The contestants were all primping backstage. You could asphyxiate
yourself on the hair-spray fumes. Thank God there wasn't a talent
competition, because none of us could do anything, but there was
the oh-so-important question and answer portion. One contestant
told the judge her hobby was sewing, to which the judge asked
what it was she liked to sew. And in her authentic Brooklynese
she responded, "Uh, rips and tears . . ." Hello?
Meanwhile, she won, but I placed as first runner-up and left with
a fifteen-dollar trophy in my hand. Well, at least I broke even.

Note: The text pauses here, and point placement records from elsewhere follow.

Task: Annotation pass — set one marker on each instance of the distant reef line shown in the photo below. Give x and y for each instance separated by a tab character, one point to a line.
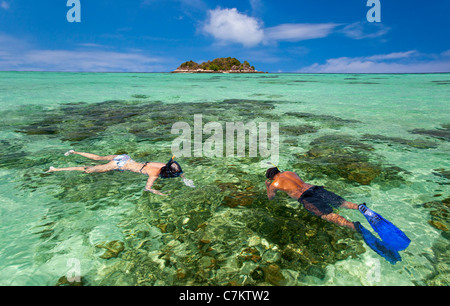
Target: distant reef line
218	65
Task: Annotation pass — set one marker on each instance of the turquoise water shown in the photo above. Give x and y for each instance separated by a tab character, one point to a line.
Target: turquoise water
379	139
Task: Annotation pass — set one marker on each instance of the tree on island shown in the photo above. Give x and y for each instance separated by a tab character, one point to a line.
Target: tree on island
218	64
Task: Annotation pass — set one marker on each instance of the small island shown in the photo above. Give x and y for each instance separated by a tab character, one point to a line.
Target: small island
218	65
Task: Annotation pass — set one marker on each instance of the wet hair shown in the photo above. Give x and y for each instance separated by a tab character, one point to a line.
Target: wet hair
170	170
271	172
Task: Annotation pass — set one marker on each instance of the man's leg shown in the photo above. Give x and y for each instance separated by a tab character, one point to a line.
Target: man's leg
339	220
91	156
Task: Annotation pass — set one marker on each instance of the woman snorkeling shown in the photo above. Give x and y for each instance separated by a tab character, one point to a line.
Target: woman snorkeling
124	163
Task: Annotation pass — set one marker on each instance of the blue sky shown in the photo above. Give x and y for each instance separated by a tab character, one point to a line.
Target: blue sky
320	36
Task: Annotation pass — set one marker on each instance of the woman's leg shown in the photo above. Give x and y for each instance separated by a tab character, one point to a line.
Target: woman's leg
349	205
94	169
91	156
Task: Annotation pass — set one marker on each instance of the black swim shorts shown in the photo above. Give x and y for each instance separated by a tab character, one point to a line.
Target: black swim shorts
320	201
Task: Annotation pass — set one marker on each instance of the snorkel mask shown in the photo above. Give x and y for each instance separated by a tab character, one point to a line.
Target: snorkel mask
171	169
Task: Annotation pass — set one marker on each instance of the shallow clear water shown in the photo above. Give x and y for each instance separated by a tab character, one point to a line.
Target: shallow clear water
379	139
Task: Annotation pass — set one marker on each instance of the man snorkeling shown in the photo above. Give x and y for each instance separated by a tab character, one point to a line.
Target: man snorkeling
124	163
316	199
321	202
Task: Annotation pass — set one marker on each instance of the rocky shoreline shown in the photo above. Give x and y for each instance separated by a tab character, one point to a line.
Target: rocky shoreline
212	71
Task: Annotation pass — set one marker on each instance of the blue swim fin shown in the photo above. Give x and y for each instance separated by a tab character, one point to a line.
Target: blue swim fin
388	232
382	249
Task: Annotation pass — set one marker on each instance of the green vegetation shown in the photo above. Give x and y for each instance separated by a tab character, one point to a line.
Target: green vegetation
218	64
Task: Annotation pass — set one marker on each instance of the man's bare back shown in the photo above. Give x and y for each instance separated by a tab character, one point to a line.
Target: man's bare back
315	199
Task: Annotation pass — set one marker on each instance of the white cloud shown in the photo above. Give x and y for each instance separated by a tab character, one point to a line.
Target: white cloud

Today the trophy sits on my vanity in the bedroom set of The
Nanny, but then I felt like such a loser. I couldn't believe
I'd lost to the rips-and-tears chick, but my mom explained,
"Fran, placing first runner-up is not bein' a loser, you're
a winner . . . it's the three hundred other girls without
trophies who are the losers!" Ma always had a way of making
me feel better with what we on The Nanny call simple
Queens logic. She's right, I thought, and proceeded to follow
through with my plan to use my title as a door opener. Each day
after school I would dial talent agencies and introduce myself
with my new title: "Hello, my name is Fran Drescher and I'm
the winner of the Miss New York Teenager pageant!" So
I exaggerated a little, sue me. Meanwhile, I got myself an agent.